Hierarchical Active Transfer Learning

In my last post, we explored a machine learning method known as transfer learning used to counter problems in which two models have similar purposes but data is more readily available for one than the other. By exploiting similarities in data, transfer learning allows us to leverage one model to increase accuracy in the other, and vice versa. Most commonly this is done by substituting a series of layers in one model with the others, but in this post we will discuss a model-independent framework known as Hierarchical Active Transfer Learning (HATL) [1].

Notation: Here we will establish the task for which we want to leverage labeled data from as the source domain, while the task for which we want to use said leveraged labeled data is referred to as the target domain.

HATL utilizes both transfer learning and active learning, and before we explore deeper we should establish the pitfalls and advantages of both. We first note that labeled data is scarce and unlabeled data is plentiful. As a brief summary to any unfamiliar, active learning is a machine learning method that allows one to “smartly query” unlabeled data points in such a way that the unlabeled data that is queried is as helpful as possible for our model to learn from. In many applications, it is often costly to label data, whether that cost is time or money. e.g. using RNA-seq for transcriptomics analysis – active learning reduces the amount of labeled data needed. It however also suffers from a circular dependency on data – in order to pose good queries, we need to have a good model, and in order to have a good model we need to have labeled data. Transfer learning, on the other hand allows for source domain knowledge to provide an initial bias for the target domain, which can later be adapted. e.g. gene expression prediction in one omic using weights of a model that does gene expression in another, similar omic. Transfer learning suffers from negative transfer – due to the source and target domains being too different, knowledge transferred from the source actually detriments the target. It is apparent that active learning and transfer learning have complementary strengths – active learning can be applied to tell us which data to label such that when transfer learning is applied prediction results are optimal. Pitfalls are also somewhat addressed by integrating the two, but rely heavily on how similar data from the source and target domain are. With this in mind, we are now ready to explore the HATL algorithm.

Introduced by Kale et. al. in 2015, HATL ties active learning and transfer learning by clustering.  Using hierarchical clustering, the source and target data are initially clustered into a tree and fed as input to the algorithm. A list of pruned nodes of the tree is initialized to the root and will be used to keep track of the optimal clustering of the data (each node in the tree refers to a cluster via our hierarchical clustering). The algorithm first labels only the source data as a starting point for active learning to make good queries. An unlabeled datapoint is queried, and an optimal pruning is found by deciding if the queried node should be split – if it is, we add it to the list of pruned nodes, and if not then we recurse down the tree until we find one to add to the list. Another point is queried, and this process is repeated until the we exhaust the number of queries in our budget, each time updating the pruning list. It goes without saying that accuracy improves with an increase in the number of queries, but this framework allows us to account for the cost of those extra queries as well as design the queries we do make to optimize prediction results.

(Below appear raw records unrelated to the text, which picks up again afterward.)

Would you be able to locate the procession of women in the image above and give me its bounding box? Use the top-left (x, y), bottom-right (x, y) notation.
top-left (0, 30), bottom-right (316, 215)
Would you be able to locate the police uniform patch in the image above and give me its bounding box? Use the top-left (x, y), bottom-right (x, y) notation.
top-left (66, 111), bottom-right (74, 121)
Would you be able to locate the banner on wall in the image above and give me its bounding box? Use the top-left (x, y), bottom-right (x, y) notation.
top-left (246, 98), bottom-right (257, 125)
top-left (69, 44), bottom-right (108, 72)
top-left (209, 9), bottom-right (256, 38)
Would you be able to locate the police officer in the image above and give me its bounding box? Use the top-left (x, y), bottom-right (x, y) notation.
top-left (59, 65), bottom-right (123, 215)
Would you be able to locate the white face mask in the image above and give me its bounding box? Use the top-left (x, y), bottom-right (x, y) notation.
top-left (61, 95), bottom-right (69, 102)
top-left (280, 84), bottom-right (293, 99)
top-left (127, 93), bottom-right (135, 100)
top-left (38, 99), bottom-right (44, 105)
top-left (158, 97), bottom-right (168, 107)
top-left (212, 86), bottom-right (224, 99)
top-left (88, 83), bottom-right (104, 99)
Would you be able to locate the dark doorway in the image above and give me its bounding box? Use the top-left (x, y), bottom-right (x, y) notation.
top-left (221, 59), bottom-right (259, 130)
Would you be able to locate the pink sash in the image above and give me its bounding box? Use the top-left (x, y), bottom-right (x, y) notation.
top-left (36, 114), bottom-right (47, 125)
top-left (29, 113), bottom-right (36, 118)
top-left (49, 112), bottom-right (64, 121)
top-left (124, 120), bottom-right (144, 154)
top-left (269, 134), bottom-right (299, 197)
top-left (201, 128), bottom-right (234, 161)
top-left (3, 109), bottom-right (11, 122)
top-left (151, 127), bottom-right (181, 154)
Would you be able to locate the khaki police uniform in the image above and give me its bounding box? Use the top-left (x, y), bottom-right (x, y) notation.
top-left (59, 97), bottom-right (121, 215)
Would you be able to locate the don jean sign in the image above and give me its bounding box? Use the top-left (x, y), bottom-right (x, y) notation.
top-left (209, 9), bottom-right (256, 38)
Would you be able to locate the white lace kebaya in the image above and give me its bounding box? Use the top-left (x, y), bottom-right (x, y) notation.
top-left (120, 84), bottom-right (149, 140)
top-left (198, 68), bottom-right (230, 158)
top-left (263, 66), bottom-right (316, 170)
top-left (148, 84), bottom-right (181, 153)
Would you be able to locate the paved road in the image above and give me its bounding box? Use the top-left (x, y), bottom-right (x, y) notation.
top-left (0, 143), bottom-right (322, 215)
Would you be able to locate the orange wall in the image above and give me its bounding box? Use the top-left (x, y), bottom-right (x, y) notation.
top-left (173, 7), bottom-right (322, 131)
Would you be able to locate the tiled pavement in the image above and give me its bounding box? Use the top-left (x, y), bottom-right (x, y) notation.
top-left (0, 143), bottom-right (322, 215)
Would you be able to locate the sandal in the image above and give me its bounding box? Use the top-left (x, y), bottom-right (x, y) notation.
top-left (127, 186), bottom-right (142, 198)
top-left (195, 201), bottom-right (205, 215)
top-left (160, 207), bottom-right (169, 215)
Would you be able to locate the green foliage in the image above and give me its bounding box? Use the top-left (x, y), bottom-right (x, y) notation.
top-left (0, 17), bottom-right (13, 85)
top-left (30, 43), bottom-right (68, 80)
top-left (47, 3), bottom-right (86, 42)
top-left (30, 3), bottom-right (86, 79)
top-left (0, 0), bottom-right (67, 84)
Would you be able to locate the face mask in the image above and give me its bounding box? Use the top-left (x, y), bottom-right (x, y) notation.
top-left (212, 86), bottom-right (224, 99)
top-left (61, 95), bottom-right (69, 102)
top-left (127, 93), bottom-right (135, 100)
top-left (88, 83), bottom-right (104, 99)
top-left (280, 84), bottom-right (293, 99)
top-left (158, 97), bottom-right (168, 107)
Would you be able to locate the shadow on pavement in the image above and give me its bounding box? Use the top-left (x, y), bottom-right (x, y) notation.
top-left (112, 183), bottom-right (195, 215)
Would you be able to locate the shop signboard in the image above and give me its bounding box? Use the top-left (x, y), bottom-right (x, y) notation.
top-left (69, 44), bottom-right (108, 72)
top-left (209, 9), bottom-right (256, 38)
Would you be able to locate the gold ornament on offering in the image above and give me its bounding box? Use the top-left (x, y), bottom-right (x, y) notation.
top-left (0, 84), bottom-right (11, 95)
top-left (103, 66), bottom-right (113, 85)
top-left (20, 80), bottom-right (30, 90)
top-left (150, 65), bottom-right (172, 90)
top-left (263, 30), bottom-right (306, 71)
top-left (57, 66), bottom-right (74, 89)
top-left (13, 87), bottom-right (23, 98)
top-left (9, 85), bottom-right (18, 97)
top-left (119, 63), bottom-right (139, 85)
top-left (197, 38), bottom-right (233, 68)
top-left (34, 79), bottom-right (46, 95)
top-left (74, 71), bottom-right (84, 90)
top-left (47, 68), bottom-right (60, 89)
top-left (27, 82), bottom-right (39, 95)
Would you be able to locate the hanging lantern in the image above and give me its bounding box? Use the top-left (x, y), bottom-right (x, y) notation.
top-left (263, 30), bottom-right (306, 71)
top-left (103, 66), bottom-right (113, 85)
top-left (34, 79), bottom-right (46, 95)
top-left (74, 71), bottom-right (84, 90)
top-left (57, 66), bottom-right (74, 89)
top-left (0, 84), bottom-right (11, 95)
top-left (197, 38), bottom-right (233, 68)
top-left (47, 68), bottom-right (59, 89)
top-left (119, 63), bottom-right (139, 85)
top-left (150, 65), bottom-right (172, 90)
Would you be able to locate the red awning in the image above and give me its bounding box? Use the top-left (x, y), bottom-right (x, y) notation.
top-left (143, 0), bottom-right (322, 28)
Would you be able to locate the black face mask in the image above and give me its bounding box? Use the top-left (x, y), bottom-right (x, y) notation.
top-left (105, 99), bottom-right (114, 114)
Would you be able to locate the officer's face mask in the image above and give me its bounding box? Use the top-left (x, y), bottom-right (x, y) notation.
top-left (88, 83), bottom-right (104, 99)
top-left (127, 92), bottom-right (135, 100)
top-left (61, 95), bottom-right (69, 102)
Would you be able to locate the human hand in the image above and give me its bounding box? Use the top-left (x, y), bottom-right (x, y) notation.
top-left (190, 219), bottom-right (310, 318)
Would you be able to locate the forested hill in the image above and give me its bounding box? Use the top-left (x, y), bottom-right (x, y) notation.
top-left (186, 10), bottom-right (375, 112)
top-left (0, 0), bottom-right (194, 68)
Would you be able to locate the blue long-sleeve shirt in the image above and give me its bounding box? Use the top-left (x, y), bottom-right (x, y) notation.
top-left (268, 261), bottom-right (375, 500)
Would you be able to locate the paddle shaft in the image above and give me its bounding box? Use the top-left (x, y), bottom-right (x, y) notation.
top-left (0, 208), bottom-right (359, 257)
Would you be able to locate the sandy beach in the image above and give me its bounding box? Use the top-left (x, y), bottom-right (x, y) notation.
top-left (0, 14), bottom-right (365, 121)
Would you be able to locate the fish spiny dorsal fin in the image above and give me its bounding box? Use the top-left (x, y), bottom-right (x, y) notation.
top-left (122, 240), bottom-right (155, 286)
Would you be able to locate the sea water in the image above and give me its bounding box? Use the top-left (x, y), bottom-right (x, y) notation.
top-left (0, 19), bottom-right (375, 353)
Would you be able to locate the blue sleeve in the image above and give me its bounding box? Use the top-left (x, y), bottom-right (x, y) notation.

In this way we shift the transfer learning problem from a model-specific one to a model-independent one, as the HATL algorithm itself exploits similarities in data, rather than similarity in model “knowledge”, which is what traditional transfer learning approaches aim to do. This could be beneficial in reference to the problem of omic prediction posed in the last post, in which we are trying to predict gene expression in our Salmonella omic by pretraining our model with the E. coli omic. As the current model for gene expression prediction in both omics consists of only an input and output layer, it would be difficult to apply the traditional “layer swap” transfer learning. HATL also saves us from the complexities of engineered approaches.

References:

[1] David C. Kale, Marjan Ghazvininejad, Anil Ramakrishna, Jingrui He, and Yan Liu. Hierarchical active transfer learning. In Proceedings of the SIAM International Conference on Data Mining, pages 514–522, 2015.